# I Workshop on DataScience of POLI - USP
# Basic data visualization with the ARM/BR/Manacapuru (goamazon) dataset
## Surface Meteorological Instrumentation (MET)

* Gabriel A. von Winckler
* Kleberson Junio do Amaral Serique
* Launindo Campos
* Raphael M. Cobe 

# Introduction

This project aims to deliver a better interface to visualize data from the ARM project (http://www.arm.gov)
In order to achieve this goal we first developed a small library that parses the NetCDF files within a given time window for a specific variable.

# Getting and cleaning the data

The data was gathered from the ARM portal in NetCDF format. The data was downloaded from the Manacapuru station and contains data from several sensors, such as:
* Temperature;
* Relative Humidity;
* Precipitation; and so on..

The complete list of the sensors can be seen at: https://github.com/raphaelmcobe/wds2015

The downloaded data was divided in files - one for each day. Each day counted with **1440 sensor measures**. The data ranged from 2013 to 2015 in a total of **701 files**.

We developed our project with the following technologies:

1. Python language;
2. Jupyter Notebook;
3. Numpy;
4. NetCDF4 for Python;
5. D3 JS; and
6. Mozilla Metrics Graphics

## The parser

The parser receives two dates and selects the files within that range. It also receives the number of a variable and collects the data for such variable from the files. The missing data is filled with a specific *None* python object. We assume the the data is available at the `data` directory.

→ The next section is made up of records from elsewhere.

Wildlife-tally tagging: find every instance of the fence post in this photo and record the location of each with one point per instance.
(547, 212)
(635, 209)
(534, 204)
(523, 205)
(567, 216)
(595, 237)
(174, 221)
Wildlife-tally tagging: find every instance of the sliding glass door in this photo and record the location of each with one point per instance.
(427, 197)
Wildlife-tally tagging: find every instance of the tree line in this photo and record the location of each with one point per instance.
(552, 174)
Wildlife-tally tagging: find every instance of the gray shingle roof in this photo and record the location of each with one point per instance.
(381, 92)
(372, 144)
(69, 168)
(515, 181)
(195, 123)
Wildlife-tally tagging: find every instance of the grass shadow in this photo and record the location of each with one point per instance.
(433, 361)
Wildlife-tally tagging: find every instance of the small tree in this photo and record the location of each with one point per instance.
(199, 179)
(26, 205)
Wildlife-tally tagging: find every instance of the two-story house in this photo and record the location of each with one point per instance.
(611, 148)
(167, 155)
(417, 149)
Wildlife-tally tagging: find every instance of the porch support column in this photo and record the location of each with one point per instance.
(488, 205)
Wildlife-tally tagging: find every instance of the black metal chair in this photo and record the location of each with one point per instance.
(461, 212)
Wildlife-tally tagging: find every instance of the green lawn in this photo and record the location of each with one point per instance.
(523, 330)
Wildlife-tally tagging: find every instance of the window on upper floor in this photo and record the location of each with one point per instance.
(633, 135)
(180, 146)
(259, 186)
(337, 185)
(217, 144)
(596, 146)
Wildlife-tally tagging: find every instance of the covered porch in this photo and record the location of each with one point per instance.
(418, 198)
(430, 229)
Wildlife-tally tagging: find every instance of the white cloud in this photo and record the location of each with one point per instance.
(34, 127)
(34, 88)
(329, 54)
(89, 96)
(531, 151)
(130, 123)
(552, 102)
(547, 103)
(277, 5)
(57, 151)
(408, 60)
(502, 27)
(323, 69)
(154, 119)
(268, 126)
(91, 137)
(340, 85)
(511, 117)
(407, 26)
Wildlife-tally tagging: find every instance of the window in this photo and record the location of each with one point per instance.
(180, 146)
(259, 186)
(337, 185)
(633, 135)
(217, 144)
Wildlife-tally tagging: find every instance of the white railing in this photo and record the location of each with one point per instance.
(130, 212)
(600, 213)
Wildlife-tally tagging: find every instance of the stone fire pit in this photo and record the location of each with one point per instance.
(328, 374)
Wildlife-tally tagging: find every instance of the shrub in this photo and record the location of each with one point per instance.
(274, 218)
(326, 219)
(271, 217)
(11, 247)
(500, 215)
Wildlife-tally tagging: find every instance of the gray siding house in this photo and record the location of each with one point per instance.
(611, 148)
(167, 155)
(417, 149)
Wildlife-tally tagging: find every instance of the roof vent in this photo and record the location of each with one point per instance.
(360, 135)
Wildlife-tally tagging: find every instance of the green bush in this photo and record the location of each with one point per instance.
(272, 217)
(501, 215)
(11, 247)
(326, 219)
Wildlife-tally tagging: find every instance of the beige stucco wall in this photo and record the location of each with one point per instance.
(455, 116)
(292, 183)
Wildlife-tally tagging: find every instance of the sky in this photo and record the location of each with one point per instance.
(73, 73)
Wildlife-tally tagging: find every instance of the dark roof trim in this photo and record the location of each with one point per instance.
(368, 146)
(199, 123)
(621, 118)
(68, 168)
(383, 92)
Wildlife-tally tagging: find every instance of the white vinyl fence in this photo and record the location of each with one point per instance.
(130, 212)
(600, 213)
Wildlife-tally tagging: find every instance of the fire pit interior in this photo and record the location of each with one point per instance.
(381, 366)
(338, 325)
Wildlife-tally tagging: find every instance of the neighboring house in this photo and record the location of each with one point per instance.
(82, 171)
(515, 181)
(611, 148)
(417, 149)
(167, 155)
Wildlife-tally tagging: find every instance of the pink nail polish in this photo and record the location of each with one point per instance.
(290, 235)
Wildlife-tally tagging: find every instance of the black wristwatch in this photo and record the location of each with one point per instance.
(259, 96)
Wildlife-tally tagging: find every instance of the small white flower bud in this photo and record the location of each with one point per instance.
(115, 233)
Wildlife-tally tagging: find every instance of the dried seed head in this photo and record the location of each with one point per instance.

We used numpy to summarize the data for each day, by calculating the mean and standard deviation for the set of 1440 daily measures.

The generated output is in JSON format and is automatically generated using a Python serialization API.

In [16]:
from netCDF4 import Dataset
from datetime import datetime
import glob
import os
import numpy as np
import json

DATA_HOME = "./data/"
def NetCDFtoJSON(variable="temp_mean", 
    start_date="20140101", end_date="20140131"):

    """ This function receives a time frame and produces a json version of
    the data stored at the netcdf repository.  """

    data_home = DATA_HOME

    start_date = datetime.strptime(start_date, "%Y%m%d").date()

    end_date = datetime.strptime(end_date, "%Y%m%d").date()

    data_files = glob.glob("%s/*.cdf" %(data_home))
    filtered_data = []
    for file_name in data_files:
        file_name = os.path.abspath(file_name)
        file_date = datetime.strptime(
            file_name.split('.')[2],"%Y%m%d").date()
        if file_date >= start_date and file_date <= end_date:
            file_obj = Dataset(file_name)
            date_value = {}
            variable_value_daily_mean = np.mean(file_obj.variables[variable][:])
            variable_value_daily_std = np.std(file_obj.variables[variable][:])
            date_value["date"] = file_date.isoformat()
            mean_value = np.asscalar(variable_value_daily_mean)
            lower_std = mean_value - np.asscalar(variable_value_daily_std)
            upper_std = mean_value + np.asscalar(variable_value_daily_std)
            if mean_value == 0 :
                mean_value = None
                upper_std = None
                lower_std = None
            date_value["value"] = mean_value
            date_value["l"] = lower_std
            date_value["u"] = upper_std
            filtered_data.append(date_value)

    return json.dumps(filtered_data)

As output example we have:

In [17]:
NetCDFtoJSON("temp_mean", "20151015", "20151016")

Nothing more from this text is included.